Demikianlah halnya dengan Allah. Kita bisa mengetahui banyak hal tentang Allah, tetapi tidak benar-benar mengenal Dia dengan baik atau tidak sama sekali. Dalam kelas ini, saya dapat menolong Anda tahu tentang Allah. Saya dapat memberi Anda informasi tentang Allah -- sifat-Nya dan keberadaan-Nya. Namun, sayangnya, kemampuan saya untuk menolong Anda mengenal Allah itu terbatas karena akan tergantung pada Anda sendiri apakah Anda ingin mengenal Dia atau tidak. Tidak ada yang dapat melakukannya untuk Anda. Dengan menggunakan ilustrasi seorang lajang yang sebelumnya, mungkin saya bisa memberi tahu Anda segala sesuatu tentang calon pasangan Anda dengan bola kristal, tetapi saya tidak dapat memberi Anda relasi personal yang karib dengan dia yang pasti ingin Anda miliki. Anda harus melakukan sendiri tindakan-tindakan untuk mengasihi, peduli, membangun, dan berkomunikasi. Demikian pula dengan Allah. Saya dapat memberi Anda banyak informasi tentang seperti apa Allah itu sehingga Anda dapat mengetahui lebih banyak tentang Dia, tetapi hanya Anda lewat keterlibatan personal Andalah yang dapat mengenal Allah dengan lebih baik untuk diri Anda sendiri.

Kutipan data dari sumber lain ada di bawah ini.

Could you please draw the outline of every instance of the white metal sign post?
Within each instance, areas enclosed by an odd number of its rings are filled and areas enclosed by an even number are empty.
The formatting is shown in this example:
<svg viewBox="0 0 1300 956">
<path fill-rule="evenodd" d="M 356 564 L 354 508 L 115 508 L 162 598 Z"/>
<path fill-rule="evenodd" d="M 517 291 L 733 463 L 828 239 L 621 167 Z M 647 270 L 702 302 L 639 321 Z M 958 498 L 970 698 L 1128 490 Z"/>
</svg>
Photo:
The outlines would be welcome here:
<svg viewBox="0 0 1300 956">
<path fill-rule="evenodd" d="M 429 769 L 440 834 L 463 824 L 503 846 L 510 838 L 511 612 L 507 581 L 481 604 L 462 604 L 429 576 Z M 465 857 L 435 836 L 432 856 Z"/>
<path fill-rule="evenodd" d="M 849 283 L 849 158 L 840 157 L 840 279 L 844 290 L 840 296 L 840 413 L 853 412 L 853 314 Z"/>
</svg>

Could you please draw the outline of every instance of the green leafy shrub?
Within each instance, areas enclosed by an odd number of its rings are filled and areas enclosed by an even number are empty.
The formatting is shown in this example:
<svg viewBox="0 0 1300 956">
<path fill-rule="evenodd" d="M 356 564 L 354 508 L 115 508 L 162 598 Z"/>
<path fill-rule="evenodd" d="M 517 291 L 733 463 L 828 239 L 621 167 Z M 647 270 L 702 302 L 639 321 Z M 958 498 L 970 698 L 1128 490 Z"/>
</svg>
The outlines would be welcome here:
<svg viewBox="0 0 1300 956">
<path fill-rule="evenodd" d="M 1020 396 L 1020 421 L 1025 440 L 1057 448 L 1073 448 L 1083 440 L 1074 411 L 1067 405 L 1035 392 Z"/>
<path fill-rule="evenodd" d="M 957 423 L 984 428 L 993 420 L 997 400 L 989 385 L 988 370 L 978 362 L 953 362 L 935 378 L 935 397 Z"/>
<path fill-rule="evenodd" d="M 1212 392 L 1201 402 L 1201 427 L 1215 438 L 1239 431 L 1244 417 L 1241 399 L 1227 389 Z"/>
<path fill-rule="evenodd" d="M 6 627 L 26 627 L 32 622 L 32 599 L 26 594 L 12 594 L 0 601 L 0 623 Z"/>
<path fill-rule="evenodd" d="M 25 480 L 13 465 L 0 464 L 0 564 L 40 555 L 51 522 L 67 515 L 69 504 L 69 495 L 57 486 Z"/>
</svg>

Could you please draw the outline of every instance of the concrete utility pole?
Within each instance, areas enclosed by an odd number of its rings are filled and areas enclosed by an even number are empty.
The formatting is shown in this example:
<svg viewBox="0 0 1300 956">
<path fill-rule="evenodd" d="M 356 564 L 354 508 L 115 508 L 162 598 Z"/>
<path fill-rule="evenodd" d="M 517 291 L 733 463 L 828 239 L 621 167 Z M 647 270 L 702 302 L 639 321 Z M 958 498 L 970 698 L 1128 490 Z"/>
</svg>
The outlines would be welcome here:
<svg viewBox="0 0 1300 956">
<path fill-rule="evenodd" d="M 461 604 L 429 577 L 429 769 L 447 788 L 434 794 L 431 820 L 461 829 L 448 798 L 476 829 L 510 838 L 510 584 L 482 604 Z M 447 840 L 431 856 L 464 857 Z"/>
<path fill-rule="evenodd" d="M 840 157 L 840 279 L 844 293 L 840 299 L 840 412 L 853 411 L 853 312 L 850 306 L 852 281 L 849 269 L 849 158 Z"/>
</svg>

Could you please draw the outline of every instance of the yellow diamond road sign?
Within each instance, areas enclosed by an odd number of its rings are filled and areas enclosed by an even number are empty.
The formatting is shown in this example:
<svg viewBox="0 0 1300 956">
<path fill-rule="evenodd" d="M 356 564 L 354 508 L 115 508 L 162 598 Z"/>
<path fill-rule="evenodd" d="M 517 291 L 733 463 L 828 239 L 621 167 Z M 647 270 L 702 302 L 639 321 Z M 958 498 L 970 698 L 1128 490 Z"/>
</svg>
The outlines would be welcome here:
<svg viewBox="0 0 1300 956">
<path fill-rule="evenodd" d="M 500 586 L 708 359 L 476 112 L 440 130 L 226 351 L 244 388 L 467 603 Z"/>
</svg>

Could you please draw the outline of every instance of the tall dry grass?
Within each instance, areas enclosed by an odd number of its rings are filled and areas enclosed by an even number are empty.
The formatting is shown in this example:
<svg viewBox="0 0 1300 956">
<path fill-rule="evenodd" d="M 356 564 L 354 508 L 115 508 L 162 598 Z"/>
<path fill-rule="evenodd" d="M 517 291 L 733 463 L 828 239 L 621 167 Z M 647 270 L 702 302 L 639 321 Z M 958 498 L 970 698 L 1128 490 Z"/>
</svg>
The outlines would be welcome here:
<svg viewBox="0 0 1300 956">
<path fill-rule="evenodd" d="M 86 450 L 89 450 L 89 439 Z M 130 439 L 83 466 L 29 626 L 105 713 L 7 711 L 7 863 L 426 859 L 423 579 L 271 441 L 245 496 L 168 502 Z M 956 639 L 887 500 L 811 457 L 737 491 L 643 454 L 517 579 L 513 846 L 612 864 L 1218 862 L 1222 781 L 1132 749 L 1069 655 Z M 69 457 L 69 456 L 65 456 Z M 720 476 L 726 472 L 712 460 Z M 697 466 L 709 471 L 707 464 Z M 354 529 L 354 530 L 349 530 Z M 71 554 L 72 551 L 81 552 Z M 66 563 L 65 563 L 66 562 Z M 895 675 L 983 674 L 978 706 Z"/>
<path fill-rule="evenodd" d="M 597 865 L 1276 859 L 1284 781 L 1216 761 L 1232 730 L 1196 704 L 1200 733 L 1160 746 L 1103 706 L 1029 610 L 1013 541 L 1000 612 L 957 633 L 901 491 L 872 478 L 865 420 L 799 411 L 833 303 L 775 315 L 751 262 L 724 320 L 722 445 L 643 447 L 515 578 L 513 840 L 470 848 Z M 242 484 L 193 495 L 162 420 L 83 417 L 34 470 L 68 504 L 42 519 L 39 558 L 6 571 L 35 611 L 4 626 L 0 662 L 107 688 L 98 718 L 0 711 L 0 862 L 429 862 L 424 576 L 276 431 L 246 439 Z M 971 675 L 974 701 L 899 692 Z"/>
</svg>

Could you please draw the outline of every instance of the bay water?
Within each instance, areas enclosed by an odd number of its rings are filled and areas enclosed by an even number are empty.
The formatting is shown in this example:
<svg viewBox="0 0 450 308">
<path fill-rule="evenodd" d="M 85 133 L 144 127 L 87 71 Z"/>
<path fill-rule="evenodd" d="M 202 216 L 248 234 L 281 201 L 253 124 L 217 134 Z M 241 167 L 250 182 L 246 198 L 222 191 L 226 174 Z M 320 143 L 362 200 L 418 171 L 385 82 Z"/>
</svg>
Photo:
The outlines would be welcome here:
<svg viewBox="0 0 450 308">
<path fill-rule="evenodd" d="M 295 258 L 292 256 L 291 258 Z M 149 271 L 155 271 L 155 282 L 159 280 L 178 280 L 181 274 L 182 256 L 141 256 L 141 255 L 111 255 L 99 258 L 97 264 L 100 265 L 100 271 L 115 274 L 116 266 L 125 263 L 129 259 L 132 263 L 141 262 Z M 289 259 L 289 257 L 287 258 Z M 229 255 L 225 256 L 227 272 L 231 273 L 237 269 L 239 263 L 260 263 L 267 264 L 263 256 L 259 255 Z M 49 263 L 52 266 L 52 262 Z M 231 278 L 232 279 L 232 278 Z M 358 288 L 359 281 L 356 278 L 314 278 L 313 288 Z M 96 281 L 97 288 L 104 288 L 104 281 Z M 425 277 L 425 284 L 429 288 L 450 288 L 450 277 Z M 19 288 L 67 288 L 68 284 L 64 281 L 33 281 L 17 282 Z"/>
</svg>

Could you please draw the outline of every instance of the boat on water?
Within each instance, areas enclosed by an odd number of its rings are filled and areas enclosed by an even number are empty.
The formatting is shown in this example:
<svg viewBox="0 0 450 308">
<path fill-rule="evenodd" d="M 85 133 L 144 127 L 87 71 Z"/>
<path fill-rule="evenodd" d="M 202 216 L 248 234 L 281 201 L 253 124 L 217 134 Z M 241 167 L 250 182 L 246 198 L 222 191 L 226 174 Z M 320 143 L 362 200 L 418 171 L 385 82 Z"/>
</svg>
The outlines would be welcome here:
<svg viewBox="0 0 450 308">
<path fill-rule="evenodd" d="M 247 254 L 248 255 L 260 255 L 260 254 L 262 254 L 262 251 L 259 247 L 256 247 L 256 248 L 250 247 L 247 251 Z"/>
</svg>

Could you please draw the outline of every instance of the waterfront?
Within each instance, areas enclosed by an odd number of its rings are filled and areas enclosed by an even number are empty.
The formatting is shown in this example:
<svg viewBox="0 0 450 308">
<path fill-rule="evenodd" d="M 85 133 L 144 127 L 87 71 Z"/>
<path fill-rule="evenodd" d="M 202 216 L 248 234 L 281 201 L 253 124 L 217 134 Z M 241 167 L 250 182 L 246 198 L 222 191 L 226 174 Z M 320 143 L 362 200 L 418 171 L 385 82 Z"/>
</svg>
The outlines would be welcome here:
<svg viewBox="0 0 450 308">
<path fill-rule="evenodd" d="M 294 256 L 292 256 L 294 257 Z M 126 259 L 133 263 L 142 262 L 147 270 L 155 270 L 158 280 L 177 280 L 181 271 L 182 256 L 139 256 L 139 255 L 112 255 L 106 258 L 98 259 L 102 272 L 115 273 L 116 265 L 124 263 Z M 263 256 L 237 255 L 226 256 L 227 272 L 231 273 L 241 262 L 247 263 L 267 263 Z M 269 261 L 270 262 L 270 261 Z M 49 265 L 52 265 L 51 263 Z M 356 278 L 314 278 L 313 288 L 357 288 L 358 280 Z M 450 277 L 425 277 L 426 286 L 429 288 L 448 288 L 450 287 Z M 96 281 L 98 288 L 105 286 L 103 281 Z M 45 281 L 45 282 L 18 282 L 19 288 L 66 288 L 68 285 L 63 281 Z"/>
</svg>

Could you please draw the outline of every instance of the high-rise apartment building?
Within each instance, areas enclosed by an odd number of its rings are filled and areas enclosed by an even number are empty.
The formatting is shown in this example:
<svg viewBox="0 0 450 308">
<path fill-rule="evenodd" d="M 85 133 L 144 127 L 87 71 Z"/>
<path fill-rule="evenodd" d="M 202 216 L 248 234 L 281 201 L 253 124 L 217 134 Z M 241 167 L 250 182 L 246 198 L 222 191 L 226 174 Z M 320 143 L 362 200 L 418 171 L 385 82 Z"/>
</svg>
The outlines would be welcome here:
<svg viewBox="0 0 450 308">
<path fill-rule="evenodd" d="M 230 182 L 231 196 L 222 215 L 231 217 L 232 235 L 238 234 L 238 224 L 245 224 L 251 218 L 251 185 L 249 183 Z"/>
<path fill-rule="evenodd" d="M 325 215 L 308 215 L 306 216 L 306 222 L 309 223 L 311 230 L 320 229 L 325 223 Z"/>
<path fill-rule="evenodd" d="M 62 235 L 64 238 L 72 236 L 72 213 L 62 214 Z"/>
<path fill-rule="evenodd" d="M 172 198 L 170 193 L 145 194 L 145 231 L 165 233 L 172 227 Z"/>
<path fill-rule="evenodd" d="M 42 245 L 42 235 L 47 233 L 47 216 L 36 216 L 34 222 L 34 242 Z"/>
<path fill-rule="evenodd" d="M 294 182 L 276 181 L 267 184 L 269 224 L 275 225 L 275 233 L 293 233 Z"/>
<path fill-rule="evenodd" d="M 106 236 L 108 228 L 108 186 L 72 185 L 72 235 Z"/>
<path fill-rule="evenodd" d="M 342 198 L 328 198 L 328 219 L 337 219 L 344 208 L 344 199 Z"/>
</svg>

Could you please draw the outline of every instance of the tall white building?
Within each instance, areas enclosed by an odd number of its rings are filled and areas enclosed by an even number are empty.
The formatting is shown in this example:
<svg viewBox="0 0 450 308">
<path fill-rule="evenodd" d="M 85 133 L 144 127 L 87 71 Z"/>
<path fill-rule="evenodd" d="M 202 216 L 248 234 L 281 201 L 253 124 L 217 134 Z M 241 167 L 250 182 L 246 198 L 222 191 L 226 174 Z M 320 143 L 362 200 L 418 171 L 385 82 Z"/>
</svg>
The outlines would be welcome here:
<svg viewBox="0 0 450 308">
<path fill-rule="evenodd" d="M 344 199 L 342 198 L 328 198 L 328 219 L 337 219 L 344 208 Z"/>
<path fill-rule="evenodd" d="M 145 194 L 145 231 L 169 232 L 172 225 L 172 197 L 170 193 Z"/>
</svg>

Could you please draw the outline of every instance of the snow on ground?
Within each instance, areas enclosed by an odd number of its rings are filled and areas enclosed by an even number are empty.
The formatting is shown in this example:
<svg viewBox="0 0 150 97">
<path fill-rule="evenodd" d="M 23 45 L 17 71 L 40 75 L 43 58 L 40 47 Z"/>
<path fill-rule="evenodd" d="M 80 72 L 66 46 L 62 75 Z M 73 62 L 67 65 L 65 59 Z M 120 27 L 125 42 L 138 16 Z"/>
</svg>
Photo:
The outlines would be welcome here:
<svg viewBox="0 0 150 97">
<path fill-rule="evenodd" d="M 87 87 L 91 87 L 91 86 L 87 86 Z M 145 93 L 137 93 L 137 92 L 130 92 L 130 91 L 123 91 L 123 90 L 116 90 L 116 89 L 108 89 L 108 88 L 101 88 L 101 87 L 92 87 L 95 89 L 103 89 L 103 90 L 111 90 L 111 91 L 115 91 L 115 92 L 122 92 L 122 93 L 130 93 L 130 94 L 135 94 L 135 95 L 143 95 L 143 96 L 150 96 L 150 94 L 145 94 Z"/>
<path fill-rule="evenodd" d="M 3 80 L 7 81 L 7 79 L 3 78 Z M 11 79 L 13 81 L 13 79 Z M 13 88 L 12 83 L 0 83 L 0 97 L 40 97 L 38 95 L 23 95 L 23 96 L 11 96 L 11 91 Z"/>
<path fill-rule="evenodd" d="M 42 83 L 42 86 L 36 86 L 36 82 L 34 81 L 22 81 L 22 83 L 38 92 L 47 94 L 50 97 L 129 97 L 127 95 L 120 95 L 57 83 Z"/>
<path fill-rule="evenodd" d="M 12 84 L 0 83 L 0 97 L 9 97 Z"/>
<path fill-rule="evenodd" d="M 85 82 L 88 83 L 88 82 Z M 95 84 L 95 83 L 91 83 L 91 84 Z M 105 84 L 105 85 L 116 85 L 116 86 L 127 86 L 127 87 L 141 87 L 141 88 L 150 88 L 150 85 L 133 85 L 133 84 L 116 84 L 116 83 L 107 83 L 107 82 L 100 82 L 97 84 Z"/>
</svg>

Seseorang bisa saja berkata, "Lantas, apa baiknya mempelajari semua doktrin dan informasi tentang Allah jika semuanya itu tidak cukup untuk benar-benar mengenal Dia?" Coba renungkan. Sangatlah membantu jika kita bisa mengetahui tentang seseorang saat kita ingin mengenal orang tersebut secara personal. Misalnya, akan sangat membantu jika kita dapat mengetahui apabila seseorang, katakanlah, memiliki citra diri yang rendah sehingga menyebabkan dia bertindak dengan cara-cara tertentu. Atau, mungkin akan baik untuk mengetahui bahwa seseorang bisa dipercaya untuk memegang rahasia. Jika kita mendengar bahwa orang ini dapat menjadi teman yang setia dan dapat diandalkan, akan jauh lebih mudah bagi kita untuk ingin lebih mengenal dia dan berkomitmen kepadanya. Demikian pula dengan Allah. Saat kita dapat dengan benar memahami seperti apa Allah itu, hal itu akan mengubah hidup kita.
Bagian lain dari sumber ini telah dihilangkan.